Hello! This looks super cool, also the YY implementation is great to have in Julia for sure. Is the code for the benchmark available somewhere? Last year we’ve implemented batch SOMs for huge datasets (which is basically the same as kMeans, sans one small (model) matrix multiplication per iteration), and I’d like to see how we would stand in this comparison. (The package is here: GitHub - LCSB-BioCore/GigaSOM.jl: Huge-scale, high-performance flow cytometry clustering in Julia )
Yes, the benchmarks can be found here
It would be also interesting to compare with the
Coreset approach (maybe with the internal YingYang algorithm). In my experiments,
Coreset gave high-quality clusters in a fraction of full Lloyd-like algorithms time.
noticed that R was not in the list of benchmarks.
wonder how it will perform.
We used R implementation of knor which is as far as I know faster than other R implementations of means.
Here’s a table of all the benchmark results including the languages.
The next set of expanded benchmarks will definitely have this benchmark.
Thanks for the link! What is the used dimensionality and the (final) number of clusters? I didn’t find that even from the notebook, and well, the performance varies wildly with that.
(We did something similar for GPUs here cuda-kmeans/results at master · krulis-martin/cuda-kmeans · GitHub – you can see the performance is basically ndk, so not reporting d*k makes the benchmark much less useful than it could be.)
The data used for this benchmark can be found here
The next iteration of benchmarks will give various dimension levels.
The elbow method was used as practical benchmarking criteria for the ‘selection of the final number of clusters’ as this is a common utility that practitioners use for such decisions.

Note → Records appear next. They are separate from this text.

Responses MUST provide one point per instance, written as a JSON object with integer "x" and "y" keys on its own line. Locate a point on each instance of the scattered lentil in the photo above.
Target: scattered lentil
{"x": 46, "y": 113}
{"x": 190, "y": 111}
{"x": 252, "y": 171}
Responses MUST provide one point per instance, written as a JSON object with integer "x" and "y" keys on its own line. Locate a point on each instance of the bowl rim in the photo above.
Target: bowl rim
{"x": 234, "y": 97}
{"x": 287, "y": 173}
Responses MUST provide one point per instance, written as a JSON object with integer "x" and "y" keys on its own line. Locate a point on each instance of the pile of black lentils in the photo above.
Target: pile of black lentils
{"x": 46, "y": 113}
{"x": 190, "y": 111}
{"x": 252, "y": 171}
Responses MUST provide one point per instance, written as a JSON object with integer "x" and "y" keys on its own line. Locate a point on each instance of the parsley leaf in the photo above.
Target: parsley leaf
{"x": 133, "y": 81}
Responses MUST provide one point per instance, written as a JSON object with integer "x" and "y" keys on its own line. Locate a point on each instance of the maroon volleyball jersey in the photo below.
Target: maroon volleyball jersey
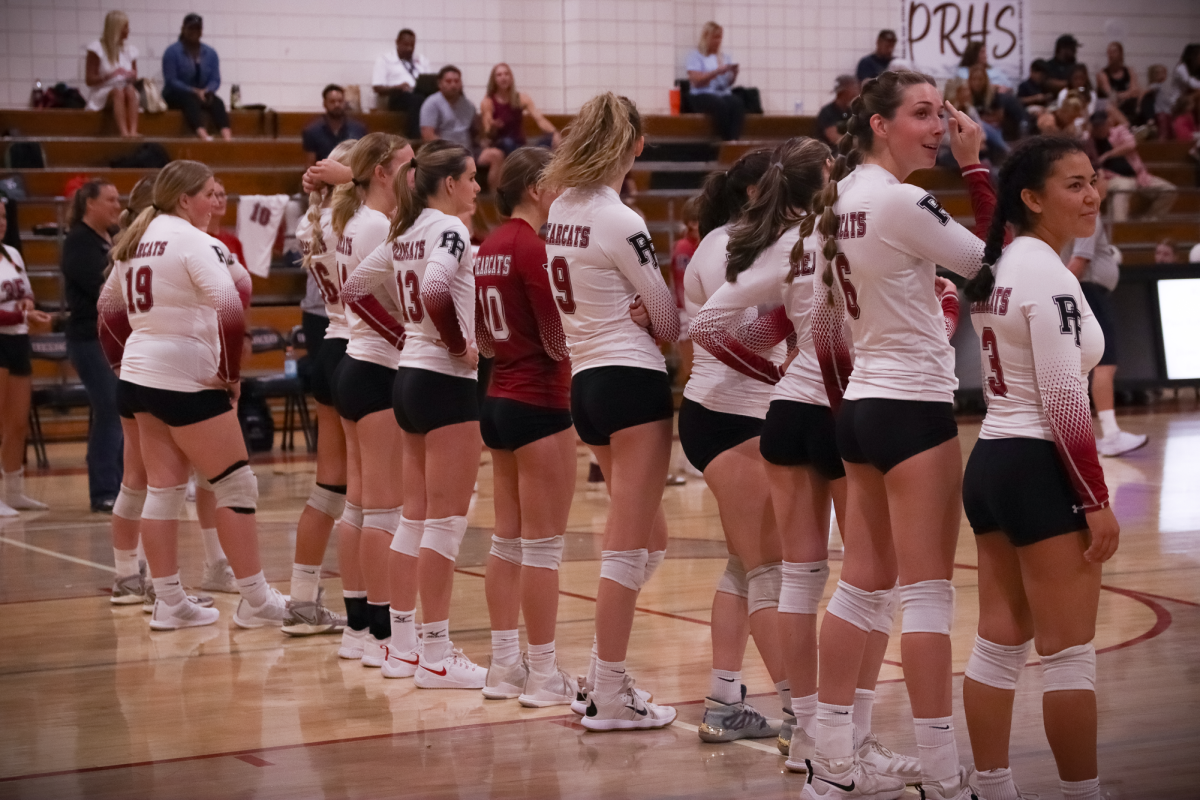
{"x": 516, "y": 319}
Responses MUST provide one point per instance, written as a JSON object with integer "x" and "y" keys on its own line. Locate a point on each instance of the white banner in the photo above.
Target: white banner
{"x": 934, "y": 35}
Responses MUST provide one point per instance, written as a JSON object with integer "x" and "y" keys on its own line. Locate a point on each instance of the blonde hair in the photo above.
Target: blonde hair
{"x": 597, "y": 143}
{"x": 114, "y": 22}
{"x": 317, "y": 200}
{"x": 371, "y": 151}
{"x": 175, "y": 180}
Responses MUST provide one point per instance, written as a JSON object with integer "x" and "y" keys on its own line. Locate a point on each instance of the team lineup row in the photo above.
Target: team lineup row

In your benchmarks, all the algorithms get about 10x slower for a 10x increase in data, which makes sense, except that they each have a point where they get 1000x slower (except Knor which is at the slower level throughout). Do you know why this is? Is it a cache thing?
It looks like your implementations avoid this barrier for longer somehow, can you say why? Though even ignoring the jumps you appear to be about 8x faster anyway.
Can you please re-evaluate your observations given the update in the plot now?
I don’t understand, my observations are about the plot currently in the readme.
The plot has been updated hence the request for any potential re-evaluation.